AmigaDOS (proper) has somewhat of a bad reputation among Amiga programmers.
There are three problems with it:  First, the BCPL code is large and
slow.  Second, if you do really do low level programming, you do have
to be aware of BPTRs and requirements that certain data structures have
to be longword aligned.  Third, their is the BCPL runtime environment.

BCPL is very peculiar.  It is designed to link programs at runtime.  The
BCPL environment in AmigaDOS has a second type of shared runtime library.
Everyone knows that OpenLibrary gets you access to a shared library on
the Amiga.  BCPL programs have their own mechanism for accessing shared
libraries that are not Amiga standard shareable libraries.  Third, there
is the weird BCPL startup requirements.

BCPL programs on the Amiga require that special values be preloaded into
the registers when the program starts.  Furthermore, they require that
special additional information be in the process control block, and that
the I/O streams be slightly munged in order to pass arguments to the
program.  In other words, in order to run a BCPL program, you must be
a CLI.  (Or call the Execute AmigaDOS function which creates a CLI
temporarily to run the program.)  The startup code requirements for
BCPL programs have been purposely not documented by Commodore.  The
reason is that Commodore wants to remove BCPL support from the Amiga,
and doesn't want people relying on the BCPL environment.  This last
causes people who want to write their own CLI a lot of problems.  The
usual answer is to require that custom CLIs run under a real CLI.

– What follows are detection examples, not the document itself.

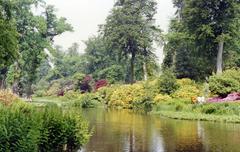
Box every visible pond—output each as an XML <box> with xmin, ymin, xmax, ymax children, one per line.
<box><xmin>82</xmin><ymin>109</ymin><xmax>240</xmax><ymax>152</ymax></box>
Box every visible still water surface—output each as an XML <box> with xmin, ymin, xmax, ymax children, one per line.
<box><xmin>82</xmin><ymin>109</ymin><xmax>240</xmax><ymax>152</ymax></box>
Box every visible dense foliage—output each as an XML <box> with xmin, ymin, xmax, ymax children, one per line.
<box><xmin>209</xmin><ymin>69</ymin><xmax>240</xmax><ymax>97</ymax></box>
<box><xmin>0</xmin><ymin>102</ymin><xmax>89</xmax><ymax>152</ymax></box>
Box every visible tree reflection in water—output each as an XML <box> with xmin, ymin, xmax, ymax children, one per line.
<box><xmin>82</xmin><ymin>109</ymin><xmax>240</xmax><ymax>152</ymax></box>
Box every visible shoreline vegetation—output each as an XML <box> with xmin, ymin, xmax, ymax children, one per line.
<box><xmin>151</xmin><ymin>111</ymin><xmax>240</xmax><ymax>123</ymax></box>
<box><xmin>29</xmin><ymin>69</ymin><xmax>240</xmax><ymax>123</ymax></box>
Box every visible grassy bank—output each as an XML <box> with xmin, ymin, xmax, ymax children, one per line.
<box><xmin>152</xmin><ymin>111</ymin><xmax>240</xmax><ymax>123</ymax></box>
<box><xmin>151</xmin><ymin>100</ymin><xmax>240</xmax><ymax>123</ymax></box>
<box><xmin>0</xmin><ymin>90</ymin><xmax>91</xmax><ymax>152</ymax></box>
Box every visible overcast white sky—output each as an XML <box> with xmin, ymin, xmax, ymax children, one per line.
<box><xmin>46</xmin><ymin>0</ymin><xmax>175</xmax><ymax>60</ymax></box>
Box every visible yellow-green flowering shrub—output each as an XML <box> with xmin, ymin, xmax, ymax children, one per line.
<box><xmin>153</xmin><ymin>94</ymin><xmax>172</xmax><ymax>104</ymax></box>
<box><xmin>171</xmin><ymin>79</ymin><xmax>201</xmax><ymax>100</ymax></box>
<box><xmin>108</xmin><ymin>84</ymin><xmax>146</xmax><ymax>108</ymax></box>
<box><xmin>0</xmin><ymin>90</ymin><xmax>20</xmax><ymax>106</ymax></box>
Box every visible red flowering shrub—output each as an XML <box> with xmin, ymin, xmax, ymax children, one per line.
<box><xmin>95</xmin><ymin>79</ymin><xmax>108</xmax><ymax>90</ymax></box>
<box><xmin>80</xmin><ymin>75</ymin><xmax>93</xmax><ymax>93</ymax></box>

Anyway, this offended a few Amiga Developers, and so they started ARP,
the AmigaDOS Replacement Project.  They have been busy rewriting all of
the BCPL commands in c directory so that they can give the results
to Commodore so that Commodore can make good its promise to throw away
the BCPL environment in a future release of the operating system.
An early release of the ARP commands are on a Fish disk, or can be
ordered by sending $5 to the ARP project.

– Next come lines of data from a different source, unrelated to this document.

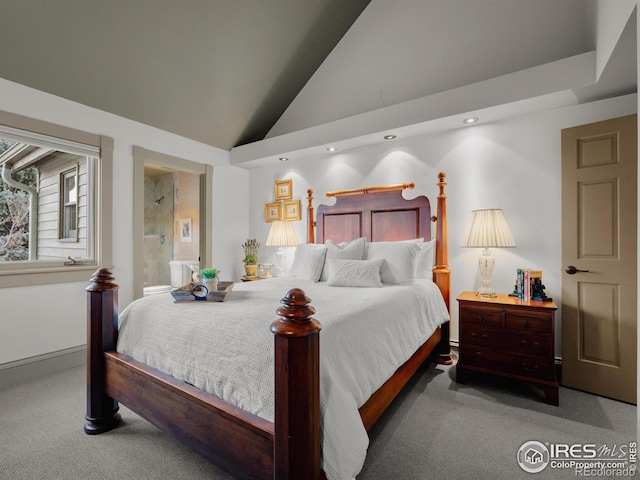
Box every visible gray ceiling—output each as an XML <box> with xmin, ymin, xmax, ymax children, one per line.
<box><xmin>0</xmin><ymin>0</ymin><xmax>637</xmax><ymax>157</ymax></box>
<box><xmin>0</xmin><ymin>0</ymin><xmax>369</xmax><ymax>150</ymax></box>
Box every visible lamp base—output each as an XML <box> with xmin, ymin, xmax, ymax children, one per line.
<box><xmin>478</xmin><ymin>248</ymin><xmax>496</xmax><ymax>297</ymax></box>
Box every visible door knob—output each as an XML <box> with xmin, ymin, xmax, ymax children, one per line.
<box><xmin>565</xmin><ymin>265</ymin><xmax>589</xmax><ymax>275</ymax></box>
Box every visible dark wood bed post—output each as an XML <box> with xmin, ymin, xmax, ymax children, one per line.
<box><xmin>307</xmin><ymin>188</ymin><xmax>316</xmax><ymax>243</ymax></box>
<box><xmin>84</xmin><ymin>268</ymin><xmax>120</xmax><ymax>435</ymax></box>
<box><xmin>433</xmin><ymin>172</ymin><xmax>453</xmax><ymax>365</ymax></box>
<box><xmin>271</xmin><ymin>288</ymin><xmax>324</xmax><ymax>480</ymax></box>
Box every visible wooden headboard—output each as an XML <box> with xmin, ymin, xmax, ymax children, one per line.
<box><xmin>307</xmin><ymin>172</ymin><xmax>451</xmax><ymax>307</ymax></box>
<box><xmin>315</xmin><ymin>183</ymin><xmax>431</xmax><ymax>243</ymax></box>
<box><xmin>307</xmin><ymin>172</ymin><xmax>451</xmax><ymax>364</ymax></box>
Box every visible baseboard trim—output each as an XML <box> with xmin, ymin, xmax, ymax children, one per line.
<box><xmin>0</xmin><ymin>345</ymin><xmax>87</xmax><ymax>389</ymax></box>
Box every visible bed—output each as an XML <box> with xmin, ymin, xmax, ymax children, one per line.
<box><xmin>85</xmin><ymin>173</ymin><xmax>451</xmax><ymax>479</ymax></box>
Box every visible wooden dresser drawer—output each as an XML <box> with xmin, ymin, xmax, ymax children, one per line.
<box><xmin>460</xmin><ymin>347</ymin><xmax>554</xmax><ymax>380</ymax></box>
<box><xmin>460</xmin><ymin>325</ymin><xmax>554</xmax><ymax>357</ymax></box>
<box><xmin>504</xmin><ymin>311</ymin><xmax>553</xmax><ymax>334</ymax></box>
<box><xmin>460</xmin><ymin>308</ymin><xmax>502</xmax><ymax>327</ymax></box>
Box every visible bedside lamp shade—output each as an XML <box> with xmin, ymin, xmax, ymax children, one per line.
<box><xmin>265</xmin><ymin>220</ymin><xmax>298</xmax><ymax>273</ymax></box>
<box><xmin>462</xmin><ymin>208</ymin><xmax>516</xmax><ymax>297</ymax></box>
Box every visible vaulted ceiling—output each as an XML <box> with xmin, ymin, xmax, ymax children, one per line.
<box><xmin>0</xmin><ymin>0</ymin><xmax>369</xmax><ymax>150</ymax></box>
<box><xmin>0</xmin><ymin>0</ymin><xmax>637</xmax><ymax>156</ymax></box>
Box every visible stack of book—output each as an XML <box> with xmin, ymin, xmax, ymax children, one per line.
<box><xmin>509</xmin><ymin>268</ymin><xmax>542</xmax><ymax>300</ymax></box>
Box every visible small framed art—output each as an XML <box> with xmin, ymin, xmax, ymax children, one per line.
<box><xmin>283</xmin><ymin>200</ymin><xmax>302</xmax><ymax>221</ymax></box>
<box><xmin>275</xmin><ymin>179</ymin><xmax>293</xmax><ymax>200</ymax></box>
<box><xmin>264</xmin><ymin>202</ymin><xmax>282</xmax><ymax>223</ymax></box>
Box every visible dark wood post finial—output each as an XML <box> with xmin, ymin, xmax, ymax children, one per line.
<box><xmin>85</xmin><ymin>267</ymin><xmax>118</xmax><ymax>292</ymax></box>
<box><xmin>271</xmin><ymin>288</ymin><xmax>322</xmax><ymax>480</ymax></box>
<box><xmin>84</xmin><ymin>268</ymin><xmax>120</xmax><ymax>435</ymax></box>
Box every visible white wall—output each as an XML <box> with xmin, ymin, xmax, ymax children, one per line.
<box><xmin>250</xmin><ymin>95</ymin><xmax>637</xmax><ymax>352</ymax></box>
<box><xmin>0</xmin><ymin>79</ymin><xmax>248</xmax><ymax>365</ymax></box>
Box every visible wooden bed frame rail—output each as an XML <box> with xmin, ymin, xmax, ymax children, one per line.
<box><xmin>84</xmin><ymin>173</ymin><xmax>451</xmax><ymax>480</ymax></box>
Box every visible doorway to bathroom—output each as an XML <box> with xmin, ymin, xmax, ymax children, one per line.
<box><xmin>134</xmin><ymin>147</ymin><xmax>213</xmax><ymax>298</ymax></box>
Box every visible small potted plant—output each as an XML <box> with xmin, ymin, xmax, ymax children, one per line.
<box><xmin>242</xmin><ymin>238</ymin><xmax>260</xmax><ymax>277</ymax></box>
<box><xmin>200</xmin><ymin>268</ymin><xmax>220</xmax><ymax>292</ymax></box>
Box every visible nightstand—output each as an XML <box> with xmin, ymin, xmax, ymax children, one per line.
<box><xmin>456</xmin><ymin>292</ymin><xmax>558</xmax><ymax>405</ymax></box>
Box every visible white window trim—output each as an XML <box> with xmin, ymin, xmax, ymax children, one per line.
<box><xmin>0</xmin><ymin>111</ymin><xmax>114</xmax><ymax>288</ymax></box>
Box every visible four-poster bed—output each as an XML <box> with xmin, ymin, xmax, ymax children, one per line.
<box><xmin>85</xmin><ymin>173</ymin><xmax>451</xmax><ymax>480</ymax></box>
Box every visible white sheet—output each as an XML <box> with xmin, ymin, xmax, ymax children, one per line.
<box><xmin>117</xmin><ymin>278</ymin><xmax>449</xmax><ymax>480</ymax></box>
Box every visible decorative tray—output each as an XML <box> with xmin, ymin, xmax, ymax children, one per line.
<box><xmin>171</xmin><ymin>282</ymin><xmax>233</xmax><ymax>303</ymax></box>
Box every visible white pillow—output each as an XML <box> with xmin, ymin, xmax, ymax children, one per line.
<box><xmin>364</xmin><ymin>242</ymin><xmax>419</xmax><ymax>285</ymax></box>
<box><xmin>320</xmin><ymin>237</ymin><xmax>365</xmax><ymax>282</ymax></box>
<box><xmin>415</xmin><ymin>238</ymin><xmax>436</xmax><ymax>280</ymax></box>
<box><xmin>289</xmin><ymin>243</ymin><xmax>327</xmax><ymax>282</ymax></box>
<box><xmin>327</xmin><ymin>258</ymin><xmax>382</xmax><ymax>287</ymax></box>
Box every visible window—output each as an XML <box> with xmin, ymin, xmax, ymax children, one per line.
<box><xmin>0</xmin><ymin>112</ymin><xmax>113</xmax><ymax>287</ymax></box>
<box><xmin>59</xmin><ymin>168</ymin><xmax>78</xmax><ymax>242</ymax></box>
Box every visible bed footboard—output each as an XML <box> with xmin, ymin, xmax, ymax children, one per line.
<box><xmin>84</xmin><ymin>268</ymin><xmax>325</xmax><ymax>480</ymax></box>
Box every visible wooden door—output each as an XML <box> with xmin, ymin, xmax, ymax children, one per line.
<box><xmin>562</xmin><ymin>115</ymin><xmax>638</xmax><ymax>404</ymax></box>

It is interesting that the new fast file system for hard disks is
written in C.  It replaces for hard disks the BCPL filesystem.

There is an amusing follow up to all of this.  The same people responsible
for AmigaDOS proper, held to be the slow and inelegant part of the Amiga's
operating system, are designing all of the new operating system for
Atari's new parallel processor.  There are some that believe this to be
a fine joke on Atari.
1144.8Yes, Amiga had a dark past, butWJG::GUINEAUW. John Guineau, RD Buyout engineeringWed Feb 10 1988 15:388

Thanks for the detailed explanation, Randy!  Now I know what those
BPTR's things are (and why Conman jokes "no more BPTR's, I promise!"

Looks like ARP is going to fix up AmigaDOS while Atari has fun yet to come...

John
1144.9Conversion?WINNER::JBERNARDJohn Bernard YWO/292-2591Wed Feb 10 1988 17:088
    .7  brings out a question...  I assume 1.3 of AmigaDOS is going
    to use a different, new, whatever disk structure to increase
    performance.  Any guesses as to what we might have to go through
    to migrate our disks to the new format?  Will there be  a new format?
    What gives... etc.... 
    
    john
    
1144.10NAC::PLOUFFLANsman WesWed Feb 10 1988 18:409
    Latest Usenet rumors from people at Commodore:  v1.3 has several
    minor new features.  The Fast Filing System will be sold as a separate
    product to speed up hard disk performance under AmigaDOS.  FFS is
    not compatible with the current disk format.
    
    The C-A software guys speculated that FFS would be merged into version
    1.4 of the OS, with a compatibility mode or conversion utility to
    read current floppies.  Since they haven't finished 1.3, though,
    take this with a big grain of salt.